Ratings/Color = 1(white) 2(lime) 3(yellow) 4/5(red)

Analysis

This question looks easy (well, isn’t it?), but it really is not easy!.

The main idea is: an array of int(128) is used to keep track of the last occurance position of each character. So we iterate thru the characters while constently checking the last occurrence of the letter. Meanwhile, keep updating the longest distance.

There is 1 place where it’s extremely easy to make mistake, that is the condition of update left points:

if (previousPos != -1&& previousPos >= left) {
    left = previousPos + 1;
}

If you have an idea of using array int(128) to store last occurrence, and you got the above if condition correct, then you nailed it!

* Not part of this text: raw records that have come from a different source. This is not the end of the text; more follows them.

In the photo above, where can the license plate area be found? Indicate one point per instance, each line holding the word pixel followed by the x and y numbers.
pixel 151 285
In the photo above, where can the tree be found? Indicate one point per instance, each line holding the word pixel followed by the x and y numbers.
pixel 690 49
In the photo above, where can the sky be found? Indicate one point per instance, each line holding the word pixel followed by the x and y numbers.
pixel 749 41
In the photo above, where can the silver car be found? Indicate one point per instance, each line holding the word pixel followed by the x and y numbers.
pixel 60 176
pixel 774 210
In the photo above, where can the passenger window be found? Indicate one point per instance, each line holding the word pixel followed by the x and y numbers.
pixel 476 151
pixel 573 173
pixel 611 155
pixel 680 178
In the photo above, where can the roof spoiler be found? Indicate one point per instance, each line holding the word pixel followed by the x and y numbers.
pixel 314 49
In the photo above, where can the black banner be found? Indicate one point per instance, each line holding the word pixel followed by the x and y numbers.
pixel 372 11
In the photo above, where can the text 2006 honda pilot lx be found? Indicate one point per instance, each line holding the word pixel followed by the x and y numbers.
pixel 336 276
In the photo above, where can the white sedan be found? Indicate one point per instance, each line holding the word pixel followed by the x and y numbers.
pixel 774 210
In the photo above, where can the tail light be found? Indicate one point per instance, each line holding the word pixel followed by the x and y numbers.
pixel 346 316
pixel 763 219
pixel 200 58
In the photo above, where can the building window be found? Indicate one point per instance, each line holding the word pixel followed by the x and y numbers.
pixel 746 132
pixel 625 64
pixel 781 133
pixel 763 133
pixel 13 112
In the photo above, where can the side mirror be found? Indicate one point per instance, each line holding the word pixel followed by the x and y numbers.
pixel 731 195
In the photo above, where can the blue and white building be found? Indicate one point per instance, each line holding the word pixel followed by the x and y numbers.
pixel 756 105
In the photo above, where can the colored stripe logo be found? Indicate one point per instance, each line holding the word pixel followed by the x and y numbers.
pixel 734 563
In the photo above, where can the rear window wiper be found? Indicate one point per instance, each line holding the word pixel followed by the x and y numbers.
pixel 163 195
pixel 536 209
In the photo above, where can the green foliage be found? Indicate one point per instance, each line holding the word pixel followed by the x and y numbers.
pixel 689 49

Again, this is a tough question. There’s a seemingly more intuitive solution using the sliding window method. It’s very similar to [LeetCode 76] Minimum Window Substring.

Solution

Note what happens when a repeating char is found (2 different conditions).

My code

The proper way:

public class Solution {
    public int lengthOfLongestSubstring(String s) {
        if (s == null || s.length() == 0) {
            return 0;
        }

        int[] flag = new int[128];
        for (int i = 0; i < flag.length; i++) {
            flag[i] = -1;
        }
        // left and right pointer defines the valid range
        int left = 0;
        int right = 0;
        int longest = 0;
        int len = s.length();

        while (right < len) {
            char letter = s.charAt(right);
            int previousPos = flag[letter];
            if (previousPos != -1&& previousPos >= left) {
                // if right pointer points to an old letter, and is within current range
                // then we need to update our left pointer:
                // to bypass the previous occurrence of that letter
                left = previousPos + 1;
            }
            flag[letter] = right;
            // advance right pointer to the next letter, and calculate longest distance
            right++;
            longest = Math.max(longest, right - left);
        }
        return longest;
    }
}

The sliding window way:

public class Solution {
    public int lengthOfLongestSubstring(String s) {
        if (s == null || s.length() == 0) {
            return 0;
        }
        int len = s.length();
        int left = 0;
        int right = 1;
        HashSet<Character> set = new HashSet<Character>();
        set.add(s.charAt(0));
        int longest = 1;
        while (right < len) {
            // right pointer proceeds until boundary or duplicate char found
            while (right < len && !set.contains(s.charAt(right))) {
                set.add(s.charAt(right));
                right++;
                longest = Math.max(longest, right - left);
            }
            if (right == len) {
                return longest;
            } else {
                // right pointer has reached a duplicate char.
                // now move left pointer until that dup char is found
                while (s.charAt(left) != s.charAt(right)) {
                    set.remove(s.charAt(left));
                    left++;
                }
                // left pointer advance by one to bypass the dup char
                left++;
                // right pointer advance by one to include the dup char
                right++;
            }
        }
        return Math.max(longest, right - left);
    }
}